Top Rated Pune Call Girls Budhwar Peth ⟟ 6297143586 ⟟ Call Me For Genuine Se...
Fast Algorithms for Quantized Convolutional Neural Networks
1. 1
Fast Algorithms for Quantized
Convolutional Neural Networks
Alessandro Pappalardo alessandro1.pappalardo@mail.polimi.it
NECSTLab, Politecnico di Milano
Oracle
06/07/2017
2. 2
Introduction
Convolutional neural
networks are at the
forefront of big data
processing.
Embedded devices and
smartphones are at the
heart of big data.
Image: Dumoulin, Vincent, and Francesco Visin. "A guide to convolution
arithmetic for deep learning." arXiv preprint arXiv:1603.07285 (2016).
4. 4
💽 ➡️ Quantized Convnets
• Precision of convolution reduced to b bits.
• Arrays of unsigned integers in [0, 2b - 1].
• Quantization scheme: map minimum to 0, maximum to 2b –
1.
• Memory savings.
5. 5
🖥🖥 ➡️ Question
Can we can take advantage of the pre-
determined finiteness of the possible
values assumed by the convolution
operands to gain computational savings
at an algorithmic level
6. 6
Solution
• Number Theoretic Transforms (NTTs) are DFTs defined
on a finite field.
• NTTs hold the Circular Convolution Property (CCP) and
can be computed through FFT-like fast algorithms.

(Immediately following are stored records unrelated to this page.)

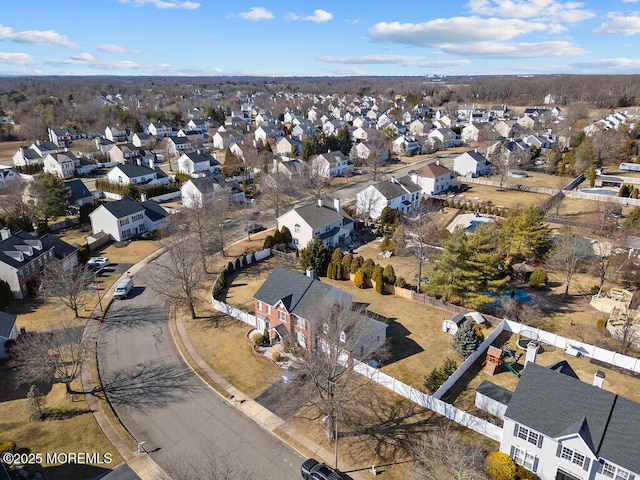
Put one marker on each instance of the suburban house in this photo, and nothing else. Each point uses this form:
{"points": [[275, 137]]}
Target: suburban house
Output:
{"points": [[328, 222], [203, 190], [138, 174], [61, 164], [125, 219], [199, 163], [399, 193], [562, 428], [471, 164], [434, 178], [331, 164], [24, 256], [287, 305], [8, 331]]}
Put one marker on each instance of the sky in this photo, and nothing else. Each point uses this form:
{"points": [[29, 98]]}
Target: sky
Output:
{"points": [[328, 38]]}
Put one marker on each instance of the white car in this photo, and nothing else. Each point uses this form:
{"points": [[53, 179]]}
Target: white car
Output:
{"points": [[98, 262]]}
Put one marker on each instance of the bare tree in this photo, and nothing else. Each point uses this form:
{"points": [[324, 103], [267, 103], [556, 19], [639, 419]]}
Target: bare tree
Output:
{"points": [[180, 270], [568, 255], [69, 285], [54, 356], [445, 454]]}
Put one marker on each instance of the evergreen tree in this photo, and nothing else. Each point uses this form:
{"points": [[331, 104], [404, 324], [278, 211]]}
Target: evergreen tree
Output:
{"points": [[466, 340]]}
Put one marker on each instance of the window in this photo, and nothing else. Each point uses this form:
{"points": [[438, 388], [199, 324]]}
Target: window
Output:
{"points": [[524, 458], [526, 434]]}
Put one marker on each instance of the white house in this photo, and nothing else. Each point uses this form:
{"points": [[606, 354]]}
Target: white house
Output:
{"points": [[434, 178], [560, 427], [204, 190], [399, 193], [125, 219], [329, 222], [471, 163], [199, 162], [331, 164]]}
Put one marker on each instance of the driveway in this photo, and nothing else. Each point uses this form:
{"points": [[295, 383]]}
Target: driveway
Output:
{"points": [[163, 403]]}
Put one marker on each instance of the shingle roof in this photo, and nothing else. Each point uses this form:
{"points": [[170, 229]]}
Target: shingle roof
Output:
{"points": [[299, 294], [556, 404], [318, 216], [7, 322]]}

Reason in terms of finite fields.
10. 10
Benchmarks setting
• Qconv: a C99 compliant and portable NTT
implementation against a naïve convolution
implementation.
• Platform of choice: Raspberry Pi Zero.
12. 12
Future works
• Implement SIMD subroutines for forward and inverse
transforms.
• Map element-wise products to finite field matrix
multiplication in FFLAS.
• FPGA hardware implementation.
• Optimize for 3x3 filters.
14. 14
Fermat Number Transforms
FNTs are NTTs mod 𝒑 = 𝟐 𝟐 𝒕
+ 𝟏.
1. Support FFT algorithms.
2. For a length N up to 2 𝑡+1, the forward and inverse
transforms requires only modular adds and shifts.
3. Reduction mod a Fermat prime p:
logical AND, right unsigned shift, modular subtraction
15. 15
Methodology
FNT m 𝐹4 = 65537 with
blocks:
• 8x8
• 16x16
• 32x32
RNS of 𝐹3 and 𝐹4 to increase the maximum output bitwidth to:
𝑙𝑜𝑔2 𝐹3 ∙ 𝐹4 ≅ 24 bits
Overlap-and-save algorithm
FNT mod 𝐹3 = 257 with blocks:
• 8x8
• 16x16
16. 16
Optimizations
• Forward DIF FFT, inverse DIT transforms FFT.
• Precomputed power-of-two twiddle factors .
• Switch the order of the two inner-most loop of the FFT.
• Avoid useless transpositions.
• Normalize the non discarded output only.